OpenAI COO Warns Against Overhyping AI’s Impact on Enterprise

OpenAI’s Chief Operating Officer Brad Lightcap has warned against expecting too much, too soon, from AI’s ability to transform businesses.

In an interview with CNBC this week, Lightcap was asked about what he viewed as the most “overhyped” aspect of AI today. He replied that many businesses excitedly expect AI can help them cut costs, address significant structural issues or reverse negative growth trends.

“I think the overhyped aspect is that it, in one fell swoop, can deliver substantive business change,” Lightcap said.

We talk to a lot of companies that come in, and they want to kind of hang on us the thing that they’ve wanted to do for a long time, ‘We want to get revenue growth back to 15 percent year over year,’ or ‘We want to cut X million dollars of cost out of this cost line.’ And there’s almost never a silver bullet answer there – there’s never one thing you can do with AI that solves that problem in full.”

Lightcap clarified that AI is still in its “infancy” and in a relatively experimental stage of development, so no concrete expectations of its impact as part of business tools or applications should be set.

ChatGPT Enterprise

Lightcap’s comments are unlikely to slow down the momentum train around AI’s potentially transformative impact on businesses in the long term.

However, it’s fair for the COO to advise caution given how fallible AI is. Generative AI is still being noted for producing hallucination answers to prompts, both inaccurate and outright lies, while much of the content produced can lack substance or character. More critically, for business processes, there are still significant concerns about accidental data breaches of sensitive business information after users unthinkingly input the data into ChatGPT and other conversational AI prompts.

Still, while enterprise shouldn’t get too far ahead of themselves too soon, OpenAI is conscious of AI’s potentially revolutionary impact on businesses.

OpenAI has targeted enterprise specifically this year — as has Microsoft and Amazon — with the launch of ChatGPT Enterprise in August. ChatGPT Enterprise provided a comprehensive swathe of new features to appeal to business needs, such as enterprise-grade security and privacy, unlimited higher-speed GPT-4 access, customisation options, longer context windows for processing more extended inputs, and next-gen data analysis functionalities.

OpenAI said it had received “unprecedented demand” for a version of ChatGPT that catered specifically for businesses, claiming that over 80 percent of Fortune 500 companies had teams that used the service in their workflows.

In his CNBC interview, Lightcap added that OpenAI was still progressing through an extensive waitlist for ChatGPT Enterprise.

Lightcap notably avoided questions about last month’s OpenAI saga.

What Happened With OpenAI Last Month?

To recap as concisely as possible, Sam Altman was ousted as OpenAI CEO by its board on Friday, November 17. Cofounder Greg Brockman was removed from his board position, but the other board members intended for him to stay on as President, but he resigned in solidarity with Altman.

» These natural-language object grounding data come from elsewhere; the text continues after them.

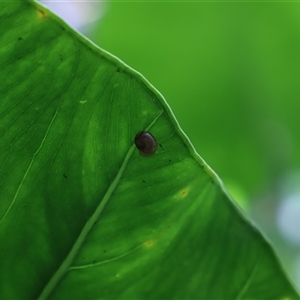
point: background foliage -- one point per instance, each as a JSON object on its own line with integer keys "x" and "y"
{"x": 234, "y": 66}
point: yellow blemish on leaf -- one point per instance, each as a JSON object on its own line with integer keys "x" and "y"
{"x": 183, "y": 193}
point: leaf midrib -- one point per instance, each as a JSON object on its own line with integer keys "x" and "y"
{"x": 65, "y": 266}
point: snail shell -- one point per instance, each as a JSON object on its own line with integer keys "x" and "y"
{"x": 146, "y": 143}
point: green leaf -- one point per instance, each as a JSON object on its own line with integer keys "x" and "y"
{"x": 82, "y": 213}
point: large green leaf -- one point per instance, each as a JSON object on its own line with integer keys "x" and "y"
{"x": 82, "y": 214}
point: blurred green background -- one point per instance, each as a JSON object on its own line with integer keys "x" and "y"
{"x": 231, "y": 74}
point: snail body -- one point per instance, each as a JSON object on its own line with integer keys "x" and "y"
{"x": 146, "y": 143}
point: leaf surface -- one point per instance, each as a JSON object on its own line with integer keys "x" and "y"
{"x": 82, "y": 214}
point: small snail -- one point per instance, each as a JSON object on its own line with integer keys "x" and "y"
{"x": 146, "y": 143}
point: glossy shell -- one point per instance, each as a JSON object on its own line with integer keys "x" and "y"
{"x": 146, "y": 143}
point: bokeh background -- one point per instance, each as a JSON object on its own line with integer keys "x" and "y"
{"x": 231, "y": 73}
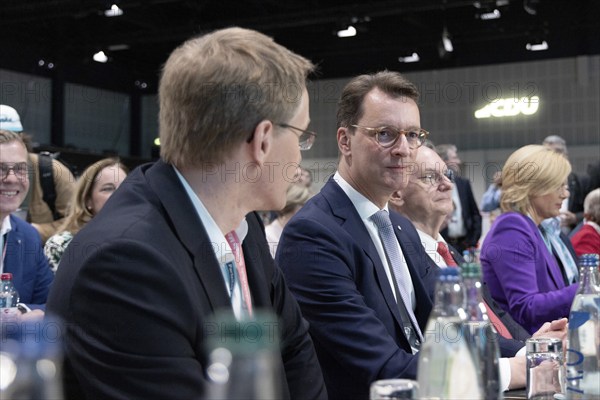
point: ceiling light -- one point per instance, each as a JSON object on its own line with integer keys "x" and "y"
{"x": 446, "y": 42}
{"x": 348, "y": 32}
{"x": 100, "y": 57}
{"x": 543, "y": 45}
{"x": 495, "y": 14}
{"x": 414, "y": 57}
{"x": 113, "y": 11}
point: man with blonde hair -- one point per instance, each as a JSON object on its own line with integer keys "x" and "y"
{"x": 179, "y": 239}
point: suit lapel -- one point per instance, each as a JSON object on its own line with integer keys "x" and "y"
{"x": 190, "y": 231}
{"x": 254, "y": 258}
{"x": 343, "y": 209}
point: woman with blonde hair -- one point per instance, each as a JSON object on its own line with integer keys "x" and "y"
{"x": 517, "y": 261}
{"x": 97, "y": 183}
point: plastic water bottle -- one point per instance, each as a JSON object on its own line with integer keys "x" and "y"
{"x": 447, "y": 369}
{"x": 243, "y": 357}
{"x": 583, "y": 348}
{"x": 481, "y": 335}
{"x": 9, "y": 298}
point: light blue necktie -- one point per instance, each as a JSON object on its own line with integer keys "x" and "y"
{"x": 390, "y": 245}
{"x": 551, "y": 227}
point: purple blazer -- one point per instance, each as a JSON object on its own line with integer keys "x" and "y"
{"x": 522, "y": 275}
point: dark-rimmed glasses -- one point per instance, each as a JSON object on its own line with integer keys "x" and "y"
{"x": 19, "y": 169}
{"x": 387, "y": 136}
{"x": 306, "y": 139}
{"x": 435, "y": 178}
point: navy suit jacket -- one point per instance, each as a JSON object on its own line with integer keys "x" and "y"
{"x": 333, "y": 268}
{"x": 25, "y": 259}
{"x": 470, "y": 212}
{"x": 137, "y": 287}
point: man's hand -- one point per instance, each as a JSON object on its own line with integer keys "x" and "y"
{"x": 518, "y": 372}
{"x": 555, "y": 329}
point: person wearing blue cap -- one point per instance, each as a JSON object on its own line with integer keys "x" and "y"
{"x": 43, "y": 207}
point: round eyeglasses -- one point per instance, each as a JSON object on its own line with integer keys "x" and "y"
{"x": 306, "y": 138}
{"x": 19, "y": 169}
{"x": 434, "y": 178}
{"x": 387, "y": 136}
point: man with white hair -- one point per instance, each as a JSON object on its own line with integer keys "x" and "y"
{"x": 587, "y": 239}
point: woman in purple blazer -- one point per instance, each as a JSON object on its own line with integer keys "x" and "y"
{"x": 518, "y": 267}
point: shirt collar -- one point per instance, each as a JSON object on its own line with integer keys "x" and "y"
{"x": 365, "y": 207}
{"x": 6, "y": 226}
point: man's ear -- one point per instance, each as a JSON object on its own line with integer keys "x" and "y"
{"x": 344, "y": 141}
{"x": 262, "y": 141}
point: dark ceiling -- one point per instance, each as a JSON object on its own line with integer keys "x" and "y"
{"x": 67, "y": 32}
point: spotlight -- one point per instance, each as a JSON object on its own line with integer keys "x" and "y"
{"x": 539, "y": 46}
{"x": 414, "y": 57}
{"x": 100, "y": 57}
{"x": 494, "y": 14}
{"x": 348, "y": 32}
{"x": 113, "y": 11}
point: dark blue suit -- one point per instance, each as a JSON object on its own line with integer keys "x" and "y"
{"x": 25, "y": 259}
{"x": 137, "y": 288}
{"x": 333, "y": 268}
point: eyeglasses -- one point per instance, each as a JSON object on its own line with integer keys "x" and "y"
{"x": 562, "y": 188}
{"x": 387, "y": 136}
{"x": 434, "y": 178}
{"x": 19, "y": 169}
{"x": 306, "y": 139}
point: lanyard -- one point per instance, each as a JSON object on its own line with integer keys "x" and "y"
{"x": 236, "y": 248}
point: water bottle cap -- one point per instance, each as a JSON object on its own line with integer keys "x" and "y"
{"x": 449, "y": 274}
{"x": 7, "y": 276}
{"x": 589, "y": 260}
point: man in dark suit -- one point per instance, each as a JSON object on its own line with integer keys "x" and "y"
{"x": 138, "y": 285}
{"x": 426, "y": 202}
{"x": 464, "y": 228}
{"x": 21, "y": 250}
{"x": 365, "y": 319}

Following an indignant response from OpenAI investors and employees, Altman and the board discussed a potential return over the following weekend before discussions broke down. Microsoft then released a statement saying it had hired Altman and Brockman to manage an advanced AI research team overnight on Sunday, but this turned out to be premature.

Last Monday, a letter signed by over 700 of OpenAI’s 770 employees demanded the board’s resignations and Altman’s return; otherwise, they would leave themselves to follow Altman to Microsoft. On Tuesday night Pacific Time, November 21, Altman was reinstated, the previous board was removed, and a new interim one was put into its place to oversee the hiring of the next permanent group. Brockman also returned.

“I love OpenAI, and everything I’ve done over the past few days has been in service of keeping this team and its mission together,” Altman said. “When I decided to join Microsoft on Sunday evening, it was clear that was the best path for me and the team. With the new board and with Satya’s support, I’m looking forward to returning to OpenAI and building on our strong partnership with Microsoft.”

The new interim OpenAI board comprises Bret Taylor, Larry Summers, and Adam D’Angelo. D’Angelo is a representative of the previous board. The interim board is set up to decide on a new nine-person board intended to produce better governance for the business. There were rumours that Microsoft, OpenAI’s largest investor, would take a seat on the new board, but that is now looking unlikely. That won’t stop the tech giant closely monitoring OpenAI’s new governance processes closely, however.

“We are encouraged by the changes to the OpenAI board,” said Microsoft CEO Satya Nadella on X. “We believe this is the first essential step on a path to more stable, well-informed, and effective governance. Sam, Greg, and I have talked and agreed they have a key role to play along with the OAI leadership team in ensuring OAI continues to thrive and build on its mission.”